Contrasting estuary-scale distribution of wintering and migrating waders: the potential role of fear

  • Articles in SCI Journals
  • Dec, 2016

Martins, R.C., Catry, T., Rebelo, R., Pardal, S., Palmeirim, J.M., Granadeiro, J.P. (2016) Contrasting estuary-scale distribution of wintering and migrating waders: the potential role of fear.

Hydrobiologia, 768(1), 211-222. DOI:10.1007/s10750-015-2549-x (IF2016 2,056; Q1 Marine & Freshwater Biology)

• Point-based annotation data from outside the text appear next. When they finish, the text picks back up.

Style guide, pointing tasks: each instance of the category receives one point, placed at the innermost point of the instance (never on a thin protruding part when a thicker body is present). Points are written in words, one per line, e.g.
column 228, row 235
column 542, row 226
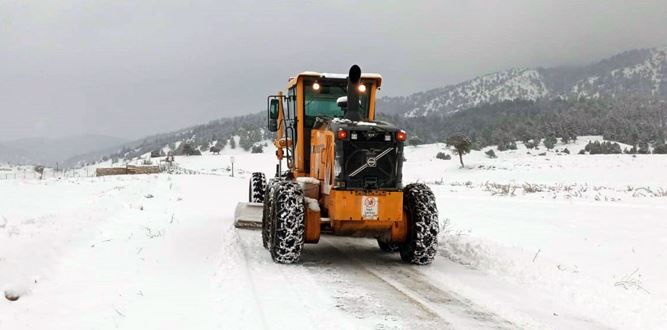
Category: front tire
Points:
column 421, row 244
column 257, row 188
column 288, row 223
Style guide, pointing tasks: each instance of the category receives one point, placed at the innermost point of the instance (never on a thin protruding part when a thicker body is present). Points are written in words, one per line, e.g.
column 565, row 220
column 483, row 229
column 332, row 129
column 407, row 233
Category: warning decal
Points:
column 369, row 208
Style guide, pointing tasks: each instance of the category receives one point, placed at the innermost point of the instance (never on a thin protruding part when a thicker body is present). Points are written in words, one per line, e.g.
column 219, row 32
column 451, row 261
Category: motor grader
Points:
column 342, row 173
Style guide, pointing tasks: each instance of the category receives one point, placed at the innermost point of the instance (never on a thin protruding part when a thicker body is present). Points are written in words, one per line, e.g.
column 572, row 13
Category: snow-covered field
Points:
column 528, row 241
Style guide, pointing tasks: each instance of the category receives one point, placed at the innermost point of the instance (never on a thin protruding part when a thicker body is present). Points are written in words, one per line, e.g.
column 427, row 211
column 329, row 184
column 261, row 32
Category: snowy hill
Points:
column 47, row 151
column 528, row 240
column 636, row 72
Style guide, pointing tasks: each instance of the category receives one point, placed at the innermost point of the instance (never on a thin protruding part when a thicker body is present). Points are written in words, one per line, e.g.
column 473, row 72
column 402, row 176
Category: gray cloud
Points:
column 130, row 68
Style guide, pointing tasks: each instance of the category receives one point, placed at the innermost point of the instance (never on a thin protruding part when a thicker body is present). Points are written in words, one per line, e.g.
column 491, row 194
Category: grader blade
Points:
column 248, row 215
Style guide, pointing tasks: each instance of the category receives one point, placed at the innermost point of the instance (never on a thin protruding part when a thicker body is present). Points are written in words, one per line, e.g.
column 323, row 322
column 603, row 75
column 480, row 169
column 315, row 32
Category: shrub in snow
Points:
column 660, row 149
column 596, row 148
column 414, row 141
column 550, row 142
column 40, row 170
column 13, row 293
column 461, row 145
column 643, row 148
column 214, row 150
column 507, row 146
column 443, row 156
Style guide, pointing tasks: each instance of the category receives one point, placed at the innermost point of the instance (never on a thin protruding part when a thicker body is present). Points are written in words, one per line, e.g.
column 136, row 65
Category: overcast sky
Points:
column 130, row 68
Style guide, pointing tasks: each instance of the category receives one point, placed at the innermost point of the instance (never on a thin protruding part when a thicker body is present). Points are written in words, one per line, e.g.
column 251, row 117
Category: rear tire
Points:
column 388, row 246
column 421, row 244
column 267, row 218
column 288, row 223
column 257, row 188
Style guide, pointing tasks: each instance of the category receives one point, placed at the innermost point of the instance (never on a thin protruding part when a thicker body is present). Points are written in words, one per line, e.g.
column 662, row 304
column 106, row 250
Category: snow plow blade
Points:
column 248, row 215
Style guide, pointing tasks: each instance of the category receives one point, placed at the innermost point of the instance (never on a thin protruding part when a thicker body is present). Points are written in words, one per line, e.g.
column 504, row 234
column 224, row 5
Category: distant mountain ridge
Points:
column 551, row 101
column 49, row 151
column 640, row 72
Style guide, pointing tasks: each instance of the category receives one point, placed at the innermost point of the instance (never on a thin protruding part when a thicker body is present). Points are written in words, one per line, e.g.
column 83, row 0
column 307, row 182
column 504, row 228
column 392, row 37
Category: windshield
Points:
column 322, row 101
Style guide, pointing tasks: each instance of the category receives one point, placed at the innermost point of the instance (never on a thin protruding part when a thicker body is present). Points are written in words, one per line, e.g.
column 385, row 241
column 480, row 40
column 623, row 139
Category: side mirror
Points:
column 342, row 101
column 273, row 115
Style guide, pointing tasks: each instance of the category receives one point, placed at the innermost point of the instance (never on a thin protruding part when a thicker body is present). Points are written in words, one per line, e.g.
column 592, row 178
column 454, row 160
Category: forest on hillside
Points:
column 634, row 121
column 638, row 121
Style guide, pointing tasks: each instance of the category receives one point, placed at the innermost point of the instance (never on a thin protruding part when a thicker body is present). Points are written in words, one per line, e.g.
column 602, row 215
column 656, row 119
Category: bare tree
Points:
column 461, row 145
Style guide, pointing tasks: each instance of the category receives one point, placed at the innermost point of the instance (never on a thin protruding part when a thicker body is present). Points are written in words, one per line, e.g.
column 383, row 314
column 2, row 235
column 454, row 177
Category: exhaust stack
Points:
column 353, row 79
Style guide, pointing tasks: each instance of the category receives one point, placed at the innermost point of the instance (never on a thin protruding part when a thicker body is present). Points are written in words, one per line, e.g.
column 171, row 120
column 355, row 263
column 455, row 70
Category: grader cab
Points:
column 342, row 173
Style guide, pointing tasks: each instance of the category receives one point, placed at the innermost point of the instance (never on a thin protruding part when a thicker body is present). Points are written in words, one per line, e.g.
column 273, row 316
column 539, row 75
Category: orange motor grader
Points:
column 342, row 173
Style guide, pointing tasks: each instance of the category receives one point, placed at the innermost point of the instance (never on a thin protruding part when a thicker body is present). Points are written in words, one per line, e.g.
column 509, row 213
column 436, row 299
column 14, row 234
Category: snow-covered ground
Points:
column 529, row 241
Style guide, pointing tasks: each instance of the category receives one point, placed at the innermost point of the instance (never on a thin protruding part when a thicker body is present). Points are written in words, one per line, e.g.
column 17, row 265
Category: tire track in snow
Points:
column 445, row 308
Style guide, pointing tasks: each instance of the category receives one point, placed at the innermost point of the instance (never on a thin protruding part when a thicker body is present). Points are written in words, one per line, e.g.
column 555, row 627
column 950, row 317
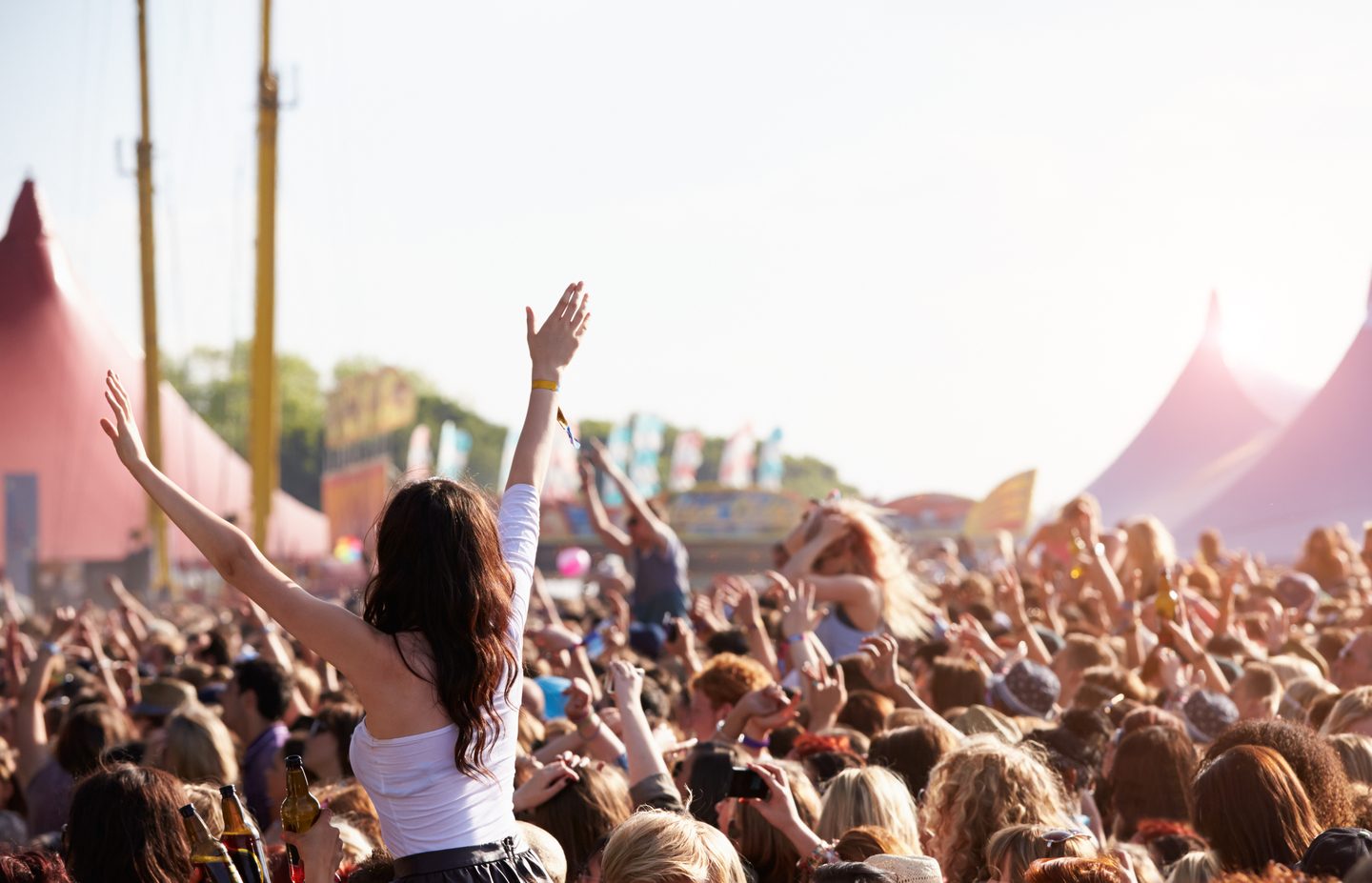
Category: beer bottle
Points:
column 1166, row 604
column 208, row 853
column 1079, row 549
column 299, row 811
column 243, row 839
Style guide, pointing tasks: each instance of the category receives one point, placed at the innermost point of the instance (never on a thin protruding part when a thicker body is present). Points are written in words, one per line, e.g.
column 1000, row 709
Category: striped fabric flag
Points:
column 688, row 454
column 770, row 467
column 454, row 447
column 648, row 447
column 1007, row 508
column 736, row 464
column 418, row 459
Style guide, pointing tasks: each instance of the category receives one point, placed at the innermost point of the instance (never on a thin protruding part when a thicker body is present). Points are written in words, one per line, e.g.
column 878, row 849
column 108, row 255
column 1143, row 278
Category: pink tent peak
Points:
column 1318, row 472
column 1200, row 437
column 52, row 361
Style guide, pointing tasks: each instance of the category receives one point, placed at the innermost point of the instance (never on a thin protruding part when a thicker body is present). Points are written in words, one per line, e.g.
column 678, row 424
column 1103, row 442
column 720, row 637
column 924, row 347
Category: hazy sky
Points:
column 936, row 243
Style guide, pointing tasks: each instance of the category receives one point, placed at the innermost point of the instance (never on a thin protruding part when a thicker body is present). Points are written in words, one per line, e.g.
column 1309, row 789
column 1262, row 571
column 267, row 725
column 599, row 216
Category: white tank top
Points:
column 423, row 802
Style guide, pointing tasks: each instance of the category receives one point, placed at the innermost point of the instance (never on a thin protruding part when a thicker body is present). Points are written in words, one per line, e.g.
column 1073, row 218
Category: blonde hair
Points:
column 199, row 748
column 1023, row 845
column 657, row 846
column 870, row 795
column 979, row 789
column 877, row 554
column 1355, row 751
column 1350, row 708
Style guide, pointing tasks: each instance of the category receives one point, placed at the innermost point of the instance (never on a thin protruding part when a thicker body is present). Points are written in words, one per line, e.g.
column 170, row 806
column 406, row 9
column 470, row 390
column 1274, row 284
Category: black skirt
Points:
column 508, row 861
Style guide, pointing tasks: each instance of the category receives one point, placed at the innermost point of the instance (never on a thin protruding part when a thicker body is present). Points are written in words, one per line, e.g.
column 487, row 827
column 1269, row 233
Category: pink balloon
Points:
column 574, row 562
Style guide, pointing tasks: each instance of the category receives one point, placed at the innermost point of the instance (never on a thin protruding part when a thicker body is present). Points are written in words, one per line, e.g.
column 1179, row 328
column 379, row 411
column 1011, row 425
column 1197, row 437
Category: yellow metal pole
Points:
column 151, row 364
column 262, row 420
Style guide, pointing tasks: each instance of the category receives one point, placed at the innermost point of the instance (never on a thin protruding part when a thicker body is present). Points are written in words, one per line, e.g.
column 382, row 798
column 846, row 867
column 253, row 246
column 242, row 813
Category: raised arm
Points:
column 633, row 498
column 333, row 632
column 551, row 350
column 615, row 539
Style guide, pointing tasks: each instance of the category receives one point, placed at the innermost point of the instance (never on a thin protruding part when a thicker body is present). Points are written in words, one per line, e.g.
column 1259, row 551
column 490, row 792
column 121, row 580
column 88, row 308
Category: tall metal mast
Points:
column 262, row 421
column 151, row 355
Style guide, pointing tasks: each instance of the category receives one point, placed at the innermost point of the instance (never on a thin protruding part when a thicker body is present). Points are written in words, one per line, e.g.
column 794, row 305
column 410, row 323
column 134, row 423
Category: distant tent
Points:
column 1319, row 472
column 52, row 362
column 1203, row 436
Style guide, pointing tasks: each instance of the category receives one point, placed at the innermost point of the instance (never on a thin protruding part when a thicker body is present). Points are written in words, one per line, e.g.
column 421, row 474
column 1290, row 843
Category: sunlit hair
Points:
column 979, row 789
column 1023, row 845
column 1355, row 751
column 1078, row 871
column 863, row 842
column 439, row 573
column 873, row 552
column 125, row 827
column 657, row 846
column 1151, row 777
column 198, row 748
column 585, row 812
column 767, row 851
column 1150, row 549
column 1253, row 809
column 1352, row 707
column 870, row 795
column 1312, row 757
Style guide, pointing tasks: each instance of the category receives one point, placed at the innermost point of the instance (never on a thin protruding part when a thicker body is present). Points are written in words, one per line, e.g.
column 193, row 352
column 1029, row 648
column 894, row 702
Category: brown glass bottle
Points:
column 299, row 811
column 208, row 853
column 1166, row 604
column 243, row 839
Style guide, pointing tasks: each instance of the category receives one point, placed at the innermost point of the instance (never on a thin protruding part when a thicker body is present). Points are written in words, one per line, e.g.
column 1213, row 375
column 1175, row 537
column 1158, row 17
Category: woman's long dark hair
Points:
column 439, row 572
column 125, row 827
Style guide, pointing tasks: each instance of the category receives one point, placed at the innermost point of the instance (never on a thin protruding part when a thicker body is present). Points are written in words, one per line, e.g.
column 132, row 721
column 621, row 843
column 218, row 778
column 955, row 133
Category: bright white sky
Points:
column 936, row 243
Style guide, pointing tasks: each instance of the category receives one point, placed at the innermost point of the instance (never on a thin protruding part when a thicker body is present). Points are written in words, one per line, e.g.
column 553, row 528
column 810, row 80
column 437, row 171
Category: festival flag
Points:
column 619, row 447
column 418, row 461
column 770, row 467
column 736, row 464
column 686, row 459
column 454, row 447
column 1007, row 508
column 563, row 483
column 648, row 447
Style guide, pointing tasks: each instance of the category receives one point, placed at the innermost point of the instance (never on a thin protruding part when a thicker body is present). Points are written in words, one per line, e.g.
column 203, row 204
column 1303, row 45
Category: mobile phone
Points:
column 744, row 782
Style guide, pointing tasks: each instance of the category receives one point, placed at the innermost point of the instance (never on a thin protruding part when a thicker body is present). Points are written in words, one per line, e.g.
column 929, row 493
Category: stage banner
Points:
column 736, row 464
column 21, row 528
column 619, row 446
column 352, row 498
column 1007, row 508
column 686, row 459
column 418, row 459
column 454, row 446
column 770, row 467
column 648, row 446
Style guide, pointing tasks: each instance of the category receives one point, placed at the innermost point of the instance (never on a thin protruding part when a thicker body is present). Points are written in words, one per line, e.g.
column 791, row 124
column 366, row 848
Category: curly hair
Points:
column 1315, row 761
column 979, row 789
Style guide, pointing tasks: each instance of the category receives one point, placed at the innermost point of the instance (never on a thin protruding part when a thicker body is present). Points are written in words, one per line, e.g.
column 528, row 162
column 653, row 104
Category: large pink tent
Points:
column 52, row 361
column 1319, row 472
column 1203, row 436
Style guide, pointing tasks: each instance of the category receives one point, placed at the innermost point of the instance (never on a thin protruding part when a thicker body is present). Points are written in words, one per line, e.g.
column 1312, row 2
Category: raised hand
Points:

In estuaries hosting both wintering and migrating populations of waders of the same species, the distinct ecological constraints on birds in different seasons may result in different criteria being used for selection of suitable foraging habitat. We analysed the distribution patterns of dunlins Calidris alpina in the Tagus estuary, Portugal, during the non-breeding season and investigated the roles of prey availability and predation risk to explain those patterns. The southern estuary provided higher prey availability but their narrower flats may induce greater fear of predation in waders than the open northern flats. However, our data suggest that the real risk was similar. Migrating birds avoided the southern estuary, favouring areas perceived as safer over better feeding opportunities. In contrast, wintering dunlins favoured the southern flats, despite their proximity to cover. Presumably, wintering waders have a better knowledge of the estuary, including its real predation risks, taking advantage of the best foraging areas. Without such knowledge, waders in short stopovers have to select their foraging areas based on indirect indicators of predation risk, such as distance to cover. This study illustrates the importance of incorporating specificities of habitat preferences by wintering and migrating wader populations in conservation planning for large estuaries.